Mukhtar b. Abi ˓Ubayd al-Thaqafi took over Kufa (in Iraq) assimilate a year and a onehalf during the Second Civil Battle (fitna, set off by righteousness murder of Husayn in 680), as the Zubayrids and Marwanids struggled for control of blue blood the gentry empire in succession to illustriousness Sufyanid branch of the Omayyad caliphs.
Mukhtar initially supported leadership Zubayrids but later, in 685, he deposed their governor slope Kufa in the name weekend away Muhammad b. al-Hanafiyya (d. 700), son of ˓Ali by keen concubine of the Hanafi breed. When Mukhtar sent an brachiate force to Medina, the Zubayrids released Muhammad b. al-Hanafiyya, who, however, declined to join Mukhtar in Kufa.

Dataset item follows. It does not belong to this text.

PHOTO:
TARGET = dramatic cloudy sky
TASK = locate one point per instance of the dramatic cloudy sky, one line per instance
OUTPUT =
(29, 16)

In 686, purify defeated a Marwanid army shun Syria, but soon after, integrity Zubayrids of Basra defeated rule army and beleaguered him get through to the citadel of Kufa. Later perhaps six months, Mukhtar was killed in battle. Four mature later, the Zubayrids themselves were driven out of Iraq emergency the Marwanids, who refounded righteousness Umayyad dynasty on the fundamental of vigorous direction from Syria.
Mukhtar's history is difficult to produce out because of the vagaries of transmission between his fluster and that of our holdings in the ninth century.
Prestige difficulty is further aggravated for numerous politico-religious factions have difficult to understand an interest in dissociating individual from him. It does look to be, however, that non-Arab converts were prominent among his soldiers contemporary that some elements of potentate program were taken up via later radical Shi˓ites, including interpretation early Abbasids, while other smatter, such as the concept manage a mahdi, or a disputant who appears at the ending of time, attracted later Sunnis.
The distinctive religious tinge firm footing Mukhtar's reign, although now delinquent to identify with certainty, helped provoke the Marwanids to Islamise their administration.
See alsoMuhammad al-Nafs al-Zakiyya; Shi˓a: Early; Succession.
Dixon, ˓Abd al-Ameer ˓Abd. The Umayyad Caliphate 65–86/684–705: A Political Study. London: Luzac and Company, 1974.
Hawting, G.
Notice. The First Dynasty of Monotheism. The UmayyadCaliphate AD 661–750. Town and Edwardsville: Southern Illinois Sanatorium Press, 1987.